Nu de overschrijding van de redelijke termijn zowel aan de inspecteur als aan de rechtbank is te wijten, zullen om redenen van eenvoud en uitvoerbaarheid de inspecteur en de Minister ieder voor de helft worden veroordeeld in de proceskosten. Ook dient om die reden het griffierecht door ieder voor de helft te worden vergoed.

Beslissing

De rechtbank:

- verklaart het beroep ongegrond;

- veroordeelt de inspecteur tot het betalen van een vergoeding van immateriële schade aan belanghebbende tot een bedrag van € 400;

- veroordeelt de minister tot het betalen van een vergoeding van immateriële schade aan belanghebbende tot een bedrag van € 100;

- bepaalt dat de inspecteur de helft van het door belanghebbende betaalde griffierecht ten bedrage van € 24,50 aan hem vergoedt;

- bepaalt dat de minister de helft van het door belanghebbende betaalde griffierecht ten bedrage van € 24,50 aan hem vergoedt;

- veroordeelt de inspecteur in de proceskosten van belanghebbende tot een bedrag van € 379,50;

- veroordeelt de minister in de proceskosten van belanghebbende tot een bedrag van € 379,50;

Deze uitspraak is gedaan door mr. J.H. Bogert, rechter, in aanwezigheid van mr.

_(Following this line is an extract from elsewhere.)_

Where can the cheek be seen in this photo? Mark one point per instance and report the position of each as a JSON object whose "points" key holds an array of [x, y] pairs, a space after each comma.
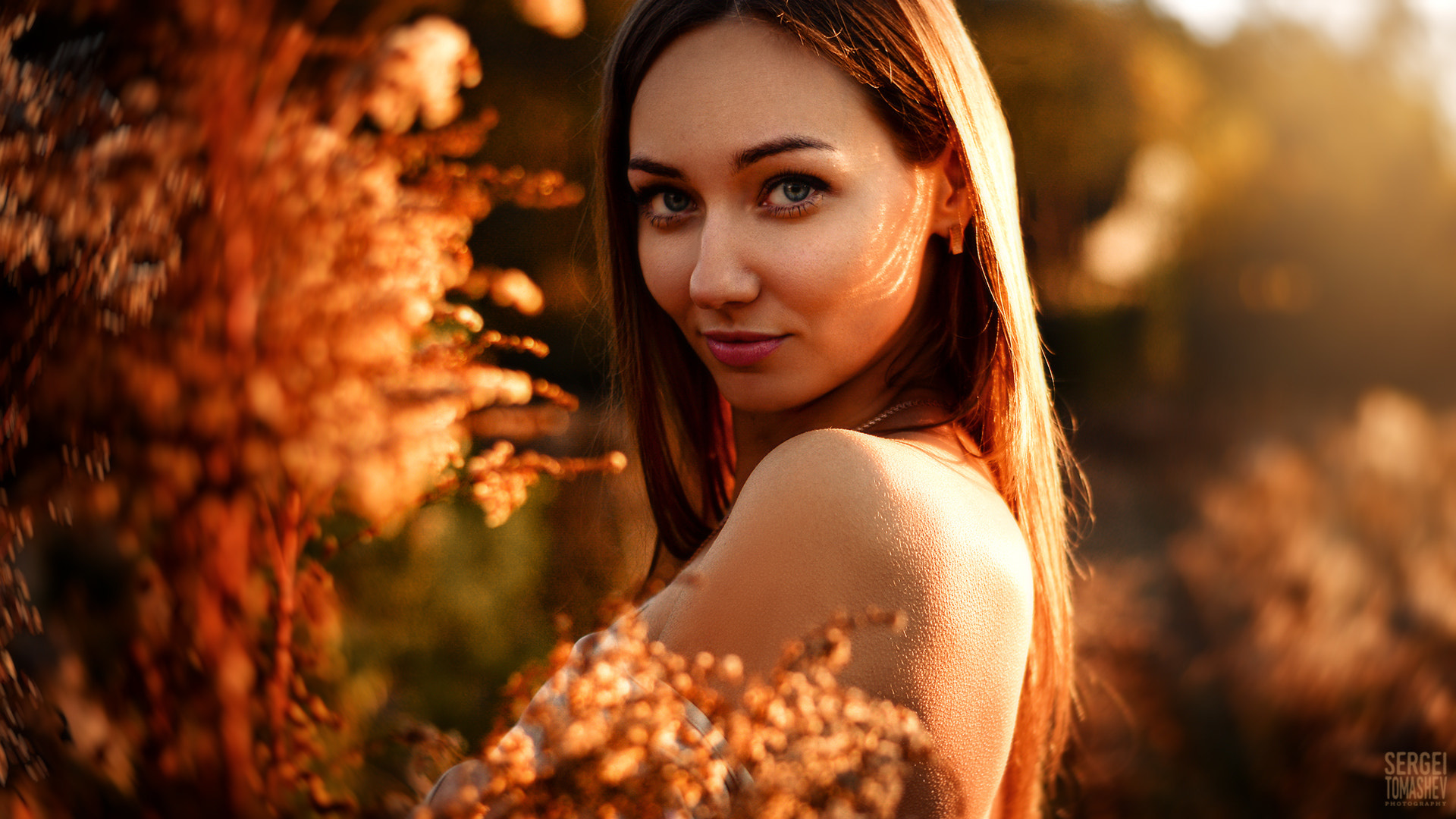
{"points": [[865, 270], [667, 268]]}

S.A. van Beijsterveldt, griffier, op 1 september 2022 en openbaar gemaakt door middel van geanonimiseerde publicatie op www.rechtspraak.nl.

griffier

rechter

Een afschrift van deze uitspraak is verzonden aan partijen op:

Rechtsmiddel

Tegen deze uitspraak kunnen partijen binnen zes weken na de verzenddatum hoger beroep instellen bij het gerechtshof te ‘s-Hertogenbosch (belastingkamer), Postbus 70583,

5201 CZ ’s-Hertogenbosch.

Bij het instellen van hoger beroep dient het volgende in acht te worden genomen:

1. bij het beroepschrift wordt een afschrift van deze uitspraak overgelegd.2 - het beroepschrift moet ondertekend zijn en ten minste het volgende vermelden:a. de naam en het adres van de indiener;

b. een dagtekening;

c. een omschrijving van de uitspraak waartegen het hoger beroep is ingesteld;

d. de gronden van het hoger beroep.

Voor burgers is het mogelijk hoger beroep digitaal in te stellen. Hiervoor kan gebruik worden gemaakt van de formulieren op Rechtspraak.nl / Digitaal loket bestuursrecht.